According to estimates by analysis companies, Microsoft purchased 0.485 million Nvidia Hopper chips this year, far ahead of companies such as Meta (0.224 million), ByteDance (0.23 million), Tencent (0.23 million), Amazon (0.196 million), and Google (0.169 million).
Microsoft is in the midst of a chip buying spree...
On December 17, the Financial Times reported that Microsoft has purchased far more Nvidia AI chips than any competitor this year to accelerate investment in artificial intelligence infrastructure. This year, Microsoft ordered more than three times as many Nvidia AI processors of the same generation as it purchased in 2023.
Analysts at Omdia Technical Consulting have estimated that Microsoft purchased 0.485 million Nvidia Hopper chips this year, far ahead of companies such as Meta (0.224 million), ByteDance (0.23 million), Tencent (0.23 million), Amazon (0.196 million), and Google (0.169 million).
Analysts believe that Nvidia's GPU supply was in short supply in the first two years, and Microsoft's chip inventory gave it a leading position in the competition to build the next generation of artificial intelligence systems.

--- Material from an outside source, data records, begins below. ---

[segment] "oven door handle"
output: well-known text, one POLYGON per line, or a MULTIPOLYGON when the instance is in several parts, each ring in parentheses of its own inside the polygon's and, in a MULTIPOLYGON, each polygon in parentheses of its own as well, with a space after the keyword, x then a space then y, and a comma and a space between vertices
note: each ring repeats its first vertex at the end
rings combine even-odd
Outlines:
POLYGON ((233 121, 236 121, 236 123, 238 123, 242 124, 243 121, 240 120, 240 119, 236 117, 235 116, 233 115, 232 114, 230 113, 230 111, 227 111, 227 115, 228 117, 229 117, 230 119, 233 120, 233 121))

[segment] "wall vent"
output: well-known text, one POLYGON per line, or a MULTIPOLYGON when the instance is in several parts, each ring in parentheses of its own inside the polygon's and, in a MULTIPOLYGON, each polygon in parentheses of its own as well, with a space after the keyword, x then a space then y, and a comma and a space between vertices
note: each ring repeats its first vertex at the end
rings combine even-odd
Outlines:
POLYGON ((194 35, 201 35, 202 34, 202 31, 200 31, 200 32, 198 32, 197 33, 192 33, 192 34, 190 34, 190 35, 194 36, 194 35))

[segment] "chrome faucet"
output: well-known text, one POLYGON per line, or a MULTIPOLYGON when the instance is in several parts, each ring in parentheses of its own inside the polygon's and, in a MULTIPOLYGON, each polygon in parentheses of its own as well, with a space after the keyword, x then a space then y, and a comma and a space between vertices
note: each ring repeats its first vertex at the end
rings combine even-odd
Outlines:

This year, tech giants have spent tens of billions of dollars on data centers. Omdia estimates that global technology companies will spend about 229 billion dollars on servers in 2024, of which Microsoft's capital expenditure is 31 billion dollars and Amazon's 26 billion dollars. The top ten global data center infrastructure buyers, including XAI and CoreWeave, will account for 60% of the global computing power investment.
As the largest investor in OpenAI, Microsoft is the most active in building data center infrastructure, not only running AI itself (such as Copilot Assistant), but also leasing it to customers through the Azure division.
Currently, Microsoft's Azure cloud infrastructure is being used to train the latest model of OpenAI, and is competing with startups such as Google, xAI, and Anthropic, as well as competitors outside the US for dominance in next-generation computing.
Alistair Speirs, senior director of global infrastructure at Microsoft Azure, said in an interview with the Financial Times:
“Good data center infrastructure is a complex and capital-intensive project that requires years of planning, so it's important to anticipate our growth and leave room for it.”
Vlad Galabov, Omdia's director of cloud and data center research, also pointed out that in 2024, about 43% of server spending was spent on Nvidia chips, but tech giants have also strengthened their AI chip deployment this year to reduce their dependence on Nvidia. For example, Google and Meta each deployed about 1.5 million in-house chips this year.
However, Microsoft is still in its infancy, installing only about 0.2 million self-developed MAIA chips this year.
Speirs said that Microsoft currently mainly uses Nvidia chips, but the company needs to invest heavily in its own technology to provide customers with “unique” services:
“When building AI infrastructure, in our experience, it's not just about having the best chip, but also having the right storage components, the right infrastructure, the right software layer, the right host management layer, bug fixes, and all other components to build this system.”